Was es braucht um einen Menschen in einer Extremsituation aufzufangen, darüber denke ich nach. Mittlerweile rückt auf meinem Geburtstagskalender die Sechzig in Sichtweite, was zwangsläufig bedeutet, man verliert auf dem Weg auch Menschen die einem wichtig sind und der Kreis derjenigen, die sich um einen scharen wird nicht für jeden größer.

Volha Hapeyeva nimmt mich bei der Hand, einfühlsam und zu keiner Zeit rührselig, schaut sie mit mir auf das, was uns einsam sein lässt. Sie schafft es, sich auf eine sehr poetische und fantasievolle Art dem zu nähern was wir landläufig als Empathie bezeichnen. Stattet ihre Figuren dafür einmal mit sehr sensiblen Fühlern aus und einmal eben auch nicht. So werden Gegensätze im Verhalten und in der Interaktion ihrer Figuren förmlich greifbar und die Nachdenklichkeit, die sie dadurch anstößt unterstreicht sie mit Sätzen, in die man sich hineinlegen möchte.

“Einsamkeit. Loneliness. Samota – Worte, die ich wie Ringe auf eine Stange werfe, und doch fliegen sie alle daran vorbei. Ein endloses Kirmesvergnügen. Wo ist es, das Wort, das endlich trifft und die ganze Quintessenz vermittelt?”
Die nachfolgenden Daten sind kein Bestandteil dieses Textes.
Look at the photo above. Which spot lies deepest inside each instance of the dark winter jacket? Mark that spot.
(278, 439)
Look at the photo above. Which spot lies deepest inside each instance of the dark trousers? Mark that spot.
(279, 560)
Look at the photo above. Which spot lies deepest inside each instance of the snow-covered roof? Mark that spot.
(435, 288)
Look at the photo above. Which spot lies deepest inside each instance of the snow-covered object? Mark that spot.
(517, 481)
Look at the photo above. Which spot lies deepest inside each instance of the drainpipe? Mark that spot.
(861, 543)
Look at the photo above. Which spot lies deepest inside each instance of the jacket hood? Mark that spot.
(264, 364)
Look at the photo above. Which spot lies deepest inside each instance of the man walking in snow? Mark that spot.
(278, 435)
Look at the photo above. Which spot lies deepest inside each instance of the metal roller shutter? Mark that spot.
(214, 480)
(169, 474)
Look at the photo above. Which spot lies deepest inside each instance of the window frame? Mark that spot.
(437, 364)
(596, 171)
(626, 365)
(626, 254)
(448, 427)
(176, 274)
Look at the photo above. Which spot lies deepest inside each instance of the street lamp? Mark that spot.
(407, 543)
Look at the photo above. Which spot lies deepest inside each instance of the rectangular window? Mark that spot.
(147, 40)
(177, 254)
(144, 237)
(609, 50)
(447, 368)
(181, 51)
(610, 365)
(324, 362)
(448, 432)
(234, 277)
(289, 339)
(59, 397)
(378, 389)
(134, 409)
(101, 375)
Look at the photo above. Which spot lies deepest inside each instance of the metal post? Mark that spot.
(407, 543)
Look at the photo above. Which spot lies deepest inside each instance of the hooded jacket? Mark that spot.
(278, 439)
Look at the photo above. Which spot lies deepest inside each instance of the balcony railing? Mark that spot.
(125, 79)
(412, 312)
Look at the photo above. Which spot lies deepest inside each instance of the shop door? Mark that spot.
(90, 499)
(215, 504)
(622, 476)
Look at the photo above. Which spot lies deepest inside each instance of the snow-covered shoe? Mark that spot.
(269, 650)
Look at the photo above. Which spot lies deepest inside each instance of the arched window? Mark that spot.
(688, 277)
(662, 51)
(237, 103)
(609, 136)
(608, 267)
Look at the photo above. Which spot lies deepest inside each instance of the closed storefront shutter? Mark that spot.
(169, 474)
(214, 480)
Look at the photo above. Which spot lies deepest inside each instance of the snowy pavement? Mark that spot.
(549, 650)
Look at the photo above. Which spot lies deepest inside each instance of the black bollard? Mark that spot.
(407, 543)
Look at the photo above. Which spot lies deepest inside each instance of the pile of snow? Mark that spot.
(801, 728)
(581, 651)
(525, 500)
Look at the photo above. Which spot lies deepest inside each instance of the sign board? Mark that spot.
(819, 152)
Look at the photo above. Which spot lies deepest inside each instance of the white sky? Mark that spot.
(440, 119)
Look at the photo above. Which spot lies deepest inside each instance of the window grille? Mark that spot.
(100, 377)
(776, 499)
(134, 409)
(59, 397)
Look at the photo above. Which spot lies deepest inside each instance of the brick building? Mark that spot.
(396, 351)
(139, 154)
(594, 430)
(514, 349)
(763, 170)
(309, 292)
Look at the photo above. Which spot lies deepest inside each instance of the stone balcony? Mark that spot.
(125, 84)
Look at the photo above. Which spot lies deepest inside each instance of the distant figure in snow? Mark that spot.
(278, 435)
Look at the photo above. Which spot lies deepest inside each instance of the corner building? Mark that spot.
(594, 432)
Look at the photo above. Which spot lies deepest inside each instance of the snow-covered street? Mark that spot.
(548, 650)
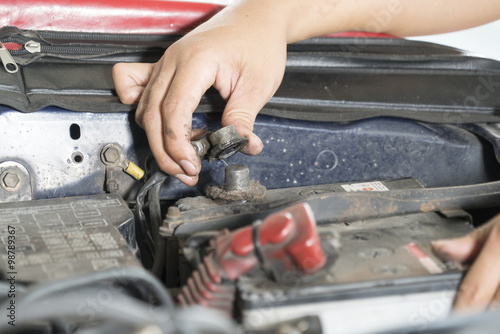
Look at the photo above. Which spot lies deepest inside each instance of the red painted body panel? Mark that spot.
(108, 16)
(115, 16)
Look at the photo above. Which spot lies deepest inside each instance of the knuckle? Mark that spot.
(166, 165)
(146, 117)
(468, 294)
(495, 232)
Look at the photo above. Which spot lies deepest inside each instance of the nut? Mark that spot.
(10, 180)
(111, 155)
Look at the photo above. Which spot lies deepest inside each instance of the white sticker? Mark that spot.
(368, 186)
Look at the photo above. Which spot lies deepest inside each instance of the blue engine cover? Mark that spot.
(296, 153)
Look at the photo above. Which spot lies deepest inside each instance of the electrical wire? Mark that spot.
(155, 219)
(157, 178)
(122, 275)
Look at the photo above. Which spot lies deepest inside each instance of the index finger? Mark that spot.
(183, 96)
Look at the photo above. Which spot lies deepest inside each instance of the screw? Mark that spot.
(10, 181)
(237, 177)
(111, 155)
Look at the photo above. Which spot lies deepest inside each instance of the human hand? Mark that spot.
(480, 249)
(242, 56)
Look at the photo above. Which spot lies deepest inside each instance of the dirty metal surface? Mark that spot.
(201, 213)
(60, 151)
(376, 257)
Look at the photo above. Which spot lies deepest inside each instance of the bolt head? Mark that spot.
(111, 155)
(10, 180)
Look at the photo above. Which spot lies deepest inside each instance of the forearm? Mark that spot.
(301, 19)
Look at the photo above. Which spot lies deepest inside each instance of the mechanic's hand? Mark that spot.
(481, 250)
(242, 57)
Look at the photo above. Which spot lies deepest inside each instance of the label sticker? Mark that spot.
(367, 186)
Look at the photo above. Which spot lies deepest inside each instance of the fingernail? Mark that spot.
(185, 178)
(188, 167)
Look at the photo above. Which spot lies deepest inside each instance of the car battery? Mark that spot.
(65, 237)
(382, 276)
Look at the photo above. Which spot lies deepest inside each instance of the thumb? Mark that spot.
(241, 110)
(466, 248)
(130, 79)
(243, 122)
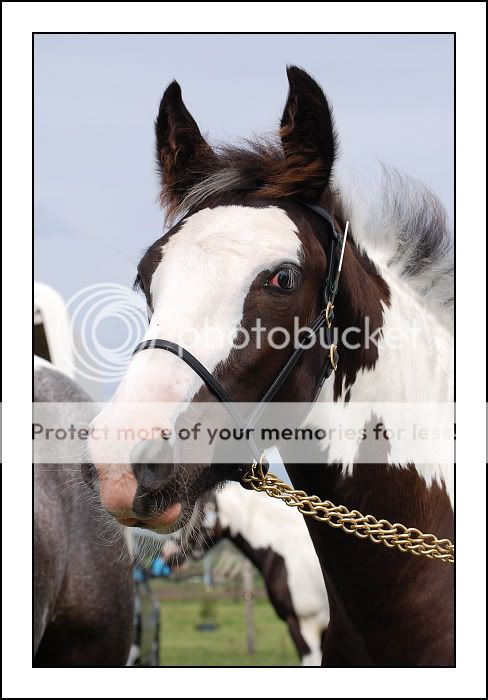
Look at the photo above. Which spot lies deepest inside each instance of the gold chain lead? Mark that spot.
(392, 535)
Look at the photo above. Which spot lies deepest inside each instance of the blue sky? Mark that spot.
(96, 97)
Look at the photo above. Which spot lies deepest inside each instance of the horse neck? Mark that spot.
(363, 579)
(246, 523)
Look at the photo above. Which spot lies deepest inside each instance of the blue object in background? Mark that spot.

Textzitat Volha Hapeyeva – Samota

Hapeyevas Erzählton ist sanft und bedacht. Sie braucht die große Geste nicht um zu berühren. Das Lesen ihres Textes fühlt sich an, als stehe man an einem See auf dessen glatter Oberfläche sich die Umgebung spiegelt. Wenn keine Wolken ziehen narrt uns das Bild. Wo ist oben? Wo unten? Sie löst diesen Effekt aus, in dem sie wohldosiert Elemente des magischen Realismus in ihr Erzählen einbindet. Was ich sehr gerne mochte. 
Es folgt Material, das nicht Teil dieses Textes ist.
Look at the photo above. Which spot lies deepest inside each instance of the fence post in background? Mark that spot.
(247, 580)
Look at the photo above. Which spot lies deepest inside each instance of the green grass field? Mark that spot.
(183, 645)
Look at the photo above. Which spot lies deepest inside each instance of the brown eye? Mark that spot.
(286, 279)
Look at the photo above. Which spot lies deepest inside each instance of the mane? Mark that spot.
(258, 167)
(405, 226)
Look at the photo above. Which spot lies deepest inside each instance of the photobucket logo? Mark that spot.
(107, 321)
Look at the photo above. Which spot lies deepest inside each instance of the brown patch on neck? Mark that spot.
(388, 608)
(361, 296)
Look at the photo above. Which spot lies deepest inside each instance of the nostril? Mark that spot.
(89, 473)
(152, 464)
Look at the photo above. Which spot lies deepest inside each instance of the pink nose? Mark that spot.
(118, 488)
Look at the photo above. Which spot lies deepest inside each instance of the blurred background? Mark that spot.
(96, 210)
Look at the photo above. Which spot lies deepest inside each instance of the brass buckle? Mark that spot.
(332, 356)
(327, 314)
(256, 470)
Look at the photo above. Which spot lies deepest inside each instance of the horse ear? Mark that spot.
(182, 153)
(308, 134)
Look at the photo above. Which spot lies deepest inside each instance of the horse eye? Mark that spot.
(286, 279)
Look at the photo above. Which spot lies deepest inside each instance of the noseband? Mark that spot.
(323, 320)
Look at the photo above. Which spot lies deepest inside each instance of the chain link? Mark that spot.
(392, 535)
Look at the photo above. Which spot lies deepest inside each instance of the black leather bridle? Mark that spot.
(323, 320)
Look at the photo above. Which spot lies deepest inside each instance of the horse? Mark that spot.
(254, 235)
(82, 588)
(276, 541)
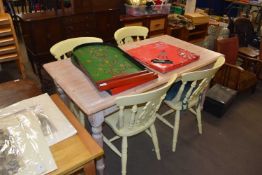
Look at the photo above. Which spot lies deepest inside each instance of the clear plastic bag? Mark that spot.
(23, 148)
(47, 127)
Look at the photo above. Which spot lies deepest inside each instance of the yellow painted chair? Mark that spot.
(130, 34)
(187, 94)
(62, 50)
(137, 113)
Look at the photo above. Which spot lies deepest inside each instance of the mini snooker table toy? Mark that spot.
(110, 68)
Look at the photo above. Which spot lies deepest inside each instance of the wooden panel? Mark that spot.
(102, 5)
(107, 22)
(79, 149)
(157, 24)
(134, 24)
(14, 91)
(45, 34)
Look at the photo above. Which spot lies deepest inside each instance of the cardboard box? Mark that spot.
(197, 18)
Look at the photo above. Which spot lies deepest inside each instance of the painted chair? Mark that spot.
(188, 94)
(137, 113)
(62, 50)
(130, 34)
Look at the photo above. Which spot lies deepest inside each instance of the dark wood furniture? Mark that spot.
(196, 35)
(41, 30)
(157, 23)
Eine gute Ratgeber:in zu haben, oder nennen wir sie/ihn lieber eine gute und ehrliche Berater:in ist unfassbar wertvoll. Unser Verhalten gespiegelt zu sehen macht Veränderung möglich. Helga-Maria ist bei Volha Hapeyeva eine Figur die eine unfassbare Weisheit ausformulieren kann, ohne dabei auch nur den Hauch von (Pardon!) Klugscheißerei an den Tag zu legen. Sie möchte man als Freundin haben. Also ich. Würde sie gerne kennen. In der Geschichte wirkt sie flüchtig wie ein Traum. ein Traum, der vergeht sobald der Wecker klingelt, der aber den ganzen Tag über auf die gute Art in einem spukt ohne je greifbar zu sein. 
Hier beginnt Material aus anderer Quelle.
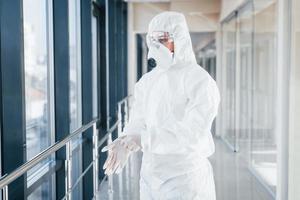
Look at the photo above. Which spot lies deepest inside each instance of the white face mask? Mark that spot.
(161, 54)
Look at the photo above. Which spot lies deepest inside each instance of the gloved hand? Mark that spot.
(119, 152)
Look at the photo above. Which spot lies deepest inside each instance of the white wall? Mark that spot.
(294, 114)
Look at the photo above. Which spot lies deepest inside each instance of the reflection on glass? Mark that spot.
(245, 79)
(263, 144)
(37, 95)
(228, 71)
(75, 90)
(94, 56)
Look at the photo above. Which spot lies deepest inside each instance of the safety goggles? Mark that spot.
(161, 37)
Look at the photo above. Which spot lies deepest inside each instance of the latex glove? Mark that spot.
(119, 152)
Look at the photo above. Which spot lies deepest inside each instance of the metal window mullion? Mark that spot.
(68, 168)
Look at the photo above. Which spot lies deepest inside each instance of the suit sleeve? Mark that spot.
(136, 122)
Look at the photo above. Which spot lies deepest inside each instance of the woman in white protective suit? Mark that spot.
(170, 120)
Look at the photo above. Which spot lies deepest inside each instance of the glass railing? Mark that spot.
(48, 156)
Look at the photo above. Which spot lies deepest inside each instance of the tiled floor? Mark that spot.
(232, 177)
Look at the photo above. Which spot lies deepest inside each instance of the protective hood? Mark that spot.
(175, 24)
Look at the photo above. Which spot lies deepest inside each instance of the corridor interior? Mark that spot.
(67, 74)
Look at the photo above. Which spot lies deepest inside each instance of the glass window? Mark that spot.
(245, 79)
(38, 67)
(294, 108)
(75, 92)
(228, 80)
(263, 143)
(95, 64)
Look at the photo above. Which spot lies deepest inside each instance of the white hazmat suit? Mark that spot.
(173, 110)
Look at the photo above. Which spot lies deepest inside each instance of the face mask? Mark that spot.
(162, 56)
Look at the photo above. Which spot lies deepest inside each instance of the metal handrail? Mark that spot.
(8, 178)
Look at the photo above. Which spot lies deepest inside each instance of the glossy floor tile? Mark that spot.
(233, 179)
Taucht ein in eine Geschichte die zu überraschen weiß, die keine ist, die man so jeden Tag liest. Sprachlich wunderbar ausgewogen. Die mich auf ihrer letzten Seite zurück- und die mir dort ein Plädoyer für Achtsamkeit hinterlässt. Die mir wünscht ihn annehmen zu können, den jeweiligen Moment. Ohne zu vergleichen. Schön wär’s. Wenn das gelänge. Diese letzten Absätze, diese letzten Seiten, lese ich noch einmal. So wahr. So schön. Ich gebe mir im Stillen ein Versprechen.